Вид этих женщин почему-то особенно трогает Федерико. К ним обращает он первые свои слова, почтительно благодарит их за все, что они сделали для испанского театра, и за то, добавляет он с галантным полупоклоном, что они и сегодня остаются прекрасными. И старухи, похожие на каких-то диковинных птиц, достают, словно по команде, платочки из сумок и с величайшими предосторожностями прикладывают их к глазам.

А Федерико уже благодарит всех присутствующих за внимание и интерес к спектаклю, стоившему стольких трудов театру, и полушутя излагает свой проект замены чествований турнирами поэтов и драматургов. Переждав легкий гул, вызванный предложенными темами для состязаний – особенно последней – он делает шаг к рампе.
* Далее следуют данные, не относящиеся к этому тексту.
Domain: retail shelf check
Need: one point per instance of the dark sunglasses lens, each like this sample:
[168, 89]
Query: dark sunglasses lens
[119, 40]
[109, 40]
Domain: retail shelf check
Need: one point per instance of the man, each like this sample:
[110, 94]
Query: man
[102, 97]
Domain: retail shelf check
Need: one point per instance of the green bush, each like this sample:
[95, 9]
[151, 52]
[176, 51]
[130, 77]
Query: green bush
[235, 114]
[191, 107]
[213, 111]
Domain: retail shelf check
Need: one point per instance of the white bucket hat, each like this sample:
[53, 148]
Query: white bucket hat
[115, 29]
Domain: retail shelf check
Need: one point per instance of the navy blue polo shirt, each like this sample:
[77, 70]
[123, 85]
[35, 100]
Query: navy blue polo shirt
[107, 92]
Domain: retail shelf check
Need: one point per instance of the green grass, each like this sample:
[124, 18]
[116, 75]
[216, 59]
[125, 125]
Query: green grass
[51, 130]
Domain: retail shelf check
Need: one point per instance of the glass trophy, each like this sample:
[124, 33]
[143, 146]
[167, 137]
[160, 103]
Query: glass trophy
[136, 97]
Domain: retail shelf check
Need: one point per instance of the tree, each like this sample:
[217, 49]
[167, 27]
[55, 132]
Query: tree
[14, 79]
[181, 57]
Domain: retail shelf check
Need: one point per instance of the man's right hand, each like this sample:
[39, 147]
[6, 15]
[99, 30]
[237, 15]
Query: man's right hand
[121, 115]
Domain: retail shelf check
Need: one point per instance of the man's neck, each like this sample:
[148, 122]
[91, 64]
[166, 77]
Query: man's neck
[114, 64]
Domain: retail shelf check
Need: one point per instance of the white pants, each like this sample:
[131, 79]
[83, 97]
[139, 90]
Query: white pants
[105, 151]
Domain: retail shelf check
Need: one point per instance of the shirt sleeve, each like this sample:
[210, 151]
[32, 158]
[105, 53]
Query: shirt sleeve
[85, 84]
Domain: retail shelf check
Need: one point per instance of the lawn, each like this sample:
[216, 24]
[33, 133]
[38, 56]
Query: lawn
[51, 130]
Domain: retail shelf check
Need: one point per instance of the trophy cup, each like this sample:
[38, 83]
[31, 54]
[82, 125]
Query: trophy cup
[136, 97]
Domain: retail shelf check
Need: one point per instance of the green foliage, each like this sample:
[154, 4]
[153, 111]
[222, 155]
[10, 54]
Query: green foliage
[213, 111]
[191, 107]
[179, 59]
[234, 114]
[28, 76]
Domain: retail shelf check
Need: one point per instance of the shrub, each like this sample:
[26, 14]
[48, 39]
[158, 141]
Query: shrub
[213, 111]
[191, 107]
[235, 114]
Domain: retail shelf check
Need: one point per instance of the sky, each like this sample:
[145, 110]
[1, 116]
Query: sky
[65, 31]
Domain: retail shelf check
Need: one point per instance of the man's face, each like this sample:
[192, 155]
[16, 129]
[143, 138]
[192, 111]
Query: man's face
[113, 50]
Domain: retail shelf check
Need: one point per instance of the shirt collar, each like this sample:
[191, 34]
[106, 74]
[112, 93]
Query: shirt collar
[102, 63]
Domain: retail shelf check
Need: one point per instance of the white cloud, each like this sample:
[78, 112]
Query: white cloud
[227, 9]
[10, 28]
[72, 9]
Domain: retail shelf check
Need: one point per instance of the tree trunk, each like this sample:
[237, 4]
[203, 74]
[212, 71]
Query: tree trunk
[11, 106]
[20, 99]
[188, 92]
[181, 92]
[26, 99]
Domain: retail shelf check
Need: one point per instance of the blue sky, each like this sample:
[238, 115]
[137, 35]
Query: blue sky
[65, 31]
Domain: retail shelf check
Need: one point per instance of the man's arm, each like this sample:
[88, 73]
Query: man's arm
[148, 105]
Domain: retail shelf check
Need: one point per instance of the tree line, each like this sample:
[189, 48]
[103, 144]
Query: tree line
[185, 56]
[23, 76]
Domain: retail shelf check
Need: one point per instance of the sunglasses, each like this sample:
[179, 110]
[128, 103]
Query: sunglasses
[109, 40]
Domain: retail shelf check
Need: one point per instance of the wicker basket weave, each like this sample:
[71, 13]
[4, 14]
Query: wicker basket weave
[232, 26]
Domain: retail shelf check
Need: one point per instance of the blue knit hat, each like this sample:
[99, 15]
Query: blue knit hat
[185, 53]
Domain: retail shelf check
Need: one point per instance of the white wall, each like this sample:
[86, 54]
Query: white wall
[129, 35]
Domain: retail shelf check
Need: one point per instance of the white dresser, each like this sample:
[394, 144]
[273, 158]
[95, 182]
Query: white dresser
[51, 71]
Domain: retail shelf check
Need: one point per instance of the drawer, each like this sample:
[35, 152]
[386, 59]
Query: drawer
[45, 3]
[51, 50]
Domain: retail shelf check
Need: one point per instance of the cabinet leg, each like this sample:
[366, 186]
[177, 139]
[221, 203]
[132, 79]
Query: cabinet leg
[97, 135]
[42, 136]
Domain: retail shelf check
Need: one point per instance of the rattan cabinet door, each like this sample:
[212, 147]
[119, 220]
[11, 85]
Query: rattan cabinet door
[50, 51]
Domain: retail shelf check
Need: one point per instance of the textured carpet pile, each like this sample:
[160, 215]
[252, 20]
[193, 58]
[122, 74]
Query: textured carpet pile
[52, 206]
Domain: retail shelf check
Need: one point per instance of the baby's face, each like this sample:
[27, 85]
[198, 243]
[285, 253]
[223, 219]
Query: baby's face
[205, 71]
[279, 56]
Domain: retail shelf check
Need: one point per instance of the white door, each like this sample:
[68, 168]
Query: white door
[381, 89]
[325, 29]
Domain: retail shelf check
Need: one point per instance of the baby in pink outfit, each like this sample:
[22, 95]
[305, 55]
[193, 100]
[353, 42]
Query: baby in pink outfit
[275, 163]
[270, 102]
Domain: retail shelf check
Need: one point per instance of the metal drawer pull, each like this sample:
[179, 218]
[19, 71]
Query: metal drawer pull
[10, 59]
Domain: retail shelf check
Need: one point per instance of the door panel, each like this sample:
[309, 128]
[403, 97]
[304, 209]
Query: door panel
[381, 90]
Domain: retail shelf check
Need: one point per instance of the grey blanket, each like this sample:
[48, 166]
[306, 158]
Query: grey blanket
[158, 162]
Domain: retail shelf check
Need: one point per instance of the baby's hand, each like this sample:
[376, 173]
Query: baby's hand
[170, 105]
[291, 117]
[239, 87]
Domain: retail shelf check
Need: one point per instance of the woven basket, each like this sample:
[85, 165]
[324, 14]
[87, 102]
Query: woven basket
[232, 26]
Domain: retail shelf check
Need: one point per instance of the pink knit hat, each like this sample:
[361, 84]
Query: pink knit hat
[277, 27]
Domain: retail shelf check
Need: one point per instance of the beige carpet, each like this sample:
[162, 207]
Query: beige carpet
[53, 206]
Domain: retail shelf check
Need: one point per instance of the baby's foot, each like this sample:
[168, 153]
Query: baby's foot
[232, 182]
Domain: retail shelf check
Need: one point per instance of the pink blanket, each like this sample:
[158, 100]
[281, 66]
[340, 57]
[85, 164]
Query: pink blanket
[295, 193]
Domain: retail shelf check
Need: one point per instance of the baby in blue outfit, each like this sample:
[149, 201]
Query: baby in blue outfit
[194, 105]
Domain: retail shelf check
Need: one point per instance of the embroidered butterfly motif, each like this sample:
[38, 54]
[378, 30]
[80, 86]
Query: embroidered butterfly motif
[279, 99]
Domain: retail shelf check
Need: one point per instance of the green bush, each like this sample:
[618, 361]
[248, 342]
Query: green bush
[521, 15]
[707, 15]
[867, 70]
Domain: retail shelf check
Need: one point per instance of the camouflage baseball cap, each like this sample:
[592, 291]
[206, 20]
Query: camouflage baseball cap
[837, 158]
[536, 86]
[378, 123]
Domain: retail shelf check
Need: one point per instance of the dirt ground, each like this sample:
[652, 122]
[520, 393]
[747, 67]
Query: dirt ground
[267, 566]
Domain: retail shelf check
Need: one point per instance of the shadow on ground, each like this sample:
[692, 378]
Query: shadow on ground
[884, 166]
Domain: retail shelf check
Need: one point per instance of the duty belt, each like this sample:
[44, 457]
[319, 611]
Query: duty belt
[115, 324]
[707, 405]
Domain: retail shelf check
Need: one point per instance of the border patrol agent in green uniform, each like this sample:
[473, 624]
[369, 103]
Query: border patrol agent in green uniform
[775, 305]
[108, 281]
– Я выступаю здесь этой ночью, – говорит он негромко, но так, что каждому в зале кажется, будто именно к нему обращается Федерико, – не как автор пьесы, и не как поэт, и не как прилежный студент, изучающий богатую панораму жизни человека, но как страстный приверженец театра социального действия.

Снова гул. Социальное действие? – это слова из лексикона политиков, а не служителей искусства. Куда он клонит? Да подождите, дайте послушать!

– Театр – одно из самых действенных и полезных орудий в строительстве страны, – продолжает Федерико упрямо, – это барометр, показывающий ее величие или ее упадок. Чуткий театр, идущий верным путем, может за несколько лет возродить душу народа, а театр, расточивший свое достояние, театр, где вместо крыльев – свиные копыта, способен оболванить и усыпить целую нацию.

Театр – это школа слез и смеха, это трибуна, с которой люди могут свободно вскрывать пороки отжившей или ложной морали и разъяснять на живых примерах вечные законы человеческого сердца.

Народ, который не помогает своему театру, не содействует его развитию, – такой народ умирает, если уже не умер. А театр, в котором не бьется пульс общественной жизни, пульс истории, театр, не вобравший в себя драматические судьбы людей родной страны, неповторимость ее природы и ее духа, радость ее и горе, не имеет права именоваться театром: это игорный дом или место, где предаются омерзительному занятию – «убивают время». Я ни на кого не намекаю, никого не хочу обидеть, – тянется Федерико всем телом вперед, – я лишь говорю о задаче, которая ждет решения.

Почему так внимательно слушают они этого широкоплечего андалусца, лицо которого, освещенное снизу, выглядит совсем мальчишеским? Все, что он говорит в конце концов не бог весть какое откровение, да и форма не блещет оригинальностью: знаменитый поэт мог бы и поискуснее построить речь, подыскать более отточенные выражения. Но как раз то, что он не выбирает слов, торопясь поделиться нахлынувшими мыслями, и та неподдельная, заразительная убежденность, что звучит в его голосе, возвращая первозданную силу даже примелькавшимся словам, – это и покоряет аудиторию, достаточно искушенную, чтобы распознать малейший наигрыш.